Has your data lake changed from pristine, clear waters into a murky, muddy swamp? You’re not alone. At Gartner’s recent Data & Analytics Summit Americas conference, analyst Donald Feinberg highlighted that many companies now find themselves in this situation, struggling to save their data lakes. Luckily, as he details in this recent article from Datanami, he has a life preserver to throw them.

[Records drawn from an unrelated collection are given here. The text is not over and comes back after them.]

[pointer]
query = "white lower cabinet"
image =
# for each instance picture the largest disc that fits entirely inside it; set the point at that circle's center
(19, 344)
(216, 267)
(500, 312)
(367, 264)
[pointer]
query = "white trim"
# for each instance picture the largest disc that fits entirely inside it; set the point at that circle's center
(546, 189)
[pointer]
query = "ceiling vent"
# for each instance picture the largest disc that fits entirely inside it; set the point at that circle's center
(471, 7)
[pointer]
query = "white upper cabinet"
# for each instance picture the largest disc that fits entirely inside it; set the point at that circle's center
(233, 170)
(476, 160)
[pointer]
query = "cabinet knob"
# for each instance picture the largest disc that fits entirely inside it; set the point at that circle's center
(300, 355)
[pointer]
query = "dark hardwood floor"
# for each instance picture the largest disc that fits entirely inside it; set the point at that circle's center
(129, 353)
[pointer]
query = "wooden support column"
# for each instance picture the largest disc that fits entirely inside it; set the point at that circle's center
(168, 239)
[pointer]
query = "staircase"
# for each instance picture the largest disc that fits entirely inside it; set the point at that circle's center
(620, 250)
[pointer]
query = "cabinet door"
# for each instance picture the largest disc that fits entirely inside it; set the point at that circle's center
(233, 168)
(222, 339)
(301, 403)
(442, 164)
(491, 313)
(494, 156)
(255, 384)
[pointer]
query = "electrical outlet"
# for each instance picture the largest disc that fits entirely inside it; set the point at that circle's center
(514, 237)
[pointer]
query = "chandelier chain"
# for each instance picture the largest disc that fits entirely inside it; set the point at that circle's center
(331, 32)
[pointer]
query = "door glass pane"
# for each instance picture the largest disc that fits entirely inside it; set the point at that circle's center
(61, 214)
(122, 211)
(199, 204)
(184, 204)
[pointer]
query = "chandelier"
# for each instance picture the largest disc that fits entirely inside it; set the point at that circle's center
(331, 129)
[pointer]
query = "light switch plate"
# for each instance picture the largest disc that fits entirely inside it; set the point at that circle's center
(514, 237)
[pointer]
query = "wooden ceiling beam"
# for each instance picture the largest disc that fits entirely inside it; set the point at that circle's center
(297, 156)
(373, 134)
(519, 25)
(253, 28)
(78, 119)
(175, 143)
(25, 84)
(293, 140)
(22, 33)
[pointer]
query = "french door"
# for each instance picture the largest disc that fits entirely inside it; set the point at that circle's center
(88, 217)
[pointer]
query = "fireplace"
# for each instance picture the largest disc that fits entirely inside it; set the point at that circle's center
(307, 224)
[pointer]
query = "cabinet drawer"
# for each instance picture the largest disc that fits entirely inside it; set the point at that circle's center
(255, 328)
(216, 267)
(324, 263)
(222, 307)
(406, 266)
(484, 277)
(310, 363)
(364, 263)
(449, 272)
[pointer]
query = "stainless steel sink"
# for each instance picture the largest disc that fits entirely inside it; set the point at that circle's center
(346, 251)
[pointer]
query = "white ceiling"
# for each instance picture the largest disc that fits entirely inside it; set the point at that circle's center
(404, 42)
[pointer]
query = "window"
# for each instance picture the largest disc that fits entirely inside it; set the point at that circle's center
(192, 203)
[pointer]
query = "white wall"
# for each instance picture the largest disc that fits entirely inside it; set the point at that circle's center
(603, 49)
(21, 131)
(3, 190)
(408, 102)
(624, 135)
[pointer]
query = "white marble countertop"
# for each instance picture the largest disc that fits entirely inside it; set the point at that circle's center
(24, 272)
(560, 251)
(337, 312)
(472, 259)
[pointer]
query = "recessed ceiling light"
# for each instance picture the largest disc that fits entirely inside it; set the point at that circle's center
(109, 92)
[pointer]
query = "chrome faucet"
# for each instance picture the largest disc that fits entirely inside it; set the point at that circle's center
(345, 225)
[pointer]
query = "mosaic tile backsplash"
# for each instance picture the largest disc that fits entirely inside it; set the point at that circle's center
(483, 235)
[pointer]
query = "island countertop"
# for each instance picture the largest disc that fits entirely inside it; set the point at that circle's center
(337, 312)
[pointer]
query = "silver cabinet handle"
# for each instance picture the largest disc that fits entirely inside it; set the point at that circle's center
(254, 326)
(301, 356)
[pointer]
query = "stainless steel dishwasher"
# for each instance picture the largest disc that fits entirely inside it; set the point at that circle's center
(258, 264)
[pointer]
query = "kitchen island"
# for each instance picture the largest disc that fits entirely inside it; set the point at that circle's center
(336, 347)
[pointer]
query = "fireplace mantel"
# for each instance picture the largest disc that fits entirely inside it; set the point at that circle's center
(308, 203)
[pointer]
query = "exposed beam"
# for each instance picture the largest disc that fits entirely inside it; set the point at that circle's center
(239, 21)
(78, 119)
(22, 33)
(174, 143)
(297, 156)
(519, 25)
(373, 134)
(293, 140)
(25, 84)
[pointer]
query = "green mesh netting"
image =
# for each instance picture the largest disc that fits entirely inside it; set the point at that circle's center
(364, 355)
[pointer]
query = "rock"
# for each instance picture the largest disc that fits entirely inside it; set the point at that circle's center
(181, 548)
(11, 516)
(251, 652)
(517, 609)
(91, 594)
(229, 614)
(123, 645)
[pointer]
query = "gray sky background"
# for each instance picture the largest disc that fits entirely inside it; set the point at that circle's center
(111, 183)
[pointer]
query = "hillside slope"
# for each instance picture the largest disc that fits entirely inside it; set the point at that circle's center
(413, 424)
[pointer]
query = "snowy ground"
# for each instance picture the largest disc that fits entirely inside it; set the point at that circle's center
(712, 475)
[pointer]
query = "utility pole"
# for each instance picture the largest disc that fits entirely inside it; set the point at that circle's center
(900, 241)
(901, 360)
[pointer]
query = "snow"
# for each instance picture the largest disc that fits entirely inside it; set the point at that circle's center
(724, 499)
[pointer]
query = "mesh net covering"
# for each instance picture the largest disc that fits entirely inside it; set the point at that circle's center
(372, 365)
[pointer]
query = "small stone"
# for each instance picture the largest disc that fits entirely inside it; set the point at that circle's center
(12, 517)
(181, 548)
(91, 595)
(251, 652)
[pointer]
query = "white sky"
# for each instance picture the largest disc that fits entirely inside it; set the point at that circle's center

Feinberg offered companies a few tips for cleaning up their data lakes, among them:

Avoid Huge Implementation Projects

Many companies get into trouble with data lakes early on by committing to a long-term project and putting everything into one big data lake. A better approach is to start small, ideally implementing a data lake for a single business unit. Of course, it’s important to remember that these small data lakes are a component of the larger picture and that eventually you will likely require multiple data lakes. But Feinberg believes that keeping them small and separate, at least to start, has a better likelihood of success than attempting a large-scale data lake project.

Don’t Equate Having a Data Lake with Having a Data and Analytics Strategy

A data lake may certainly be a component of a larger data and analytics strategy, but it is not a strategy in and of itself. According to Feinberg, many companies will often fall into the trap of conflating the two, which leads to confusion and can curtail a data lake project’s success.

Focus on Business Value

Another important consideration is to ensure that the prospective business value of the data lake project is always top of mind. After all, if you can’t identify what actual business value the data lake will bring to the organization, there’s a good chance you’re fishing in the wrong lake.

There’s No Such Thing as an Infinite Data Lake

Because of data lakes’ flexible nature, companies tend to store a variety of data comprising different formats and sources. Feinberg cautions against this “infinite data lake” mentality, as it often leads to significant governance headaches.

Address Skill Deficiencies

Feinberg believes that one of the most important things organizations can do to avoid data lake failures is to close the talent gap. Finding and honing the right skills will enable organizations to pull themselves out of the murky waters and identify the tools and technologies that will ensure that, once cleaned, their data lakes never become swampy again.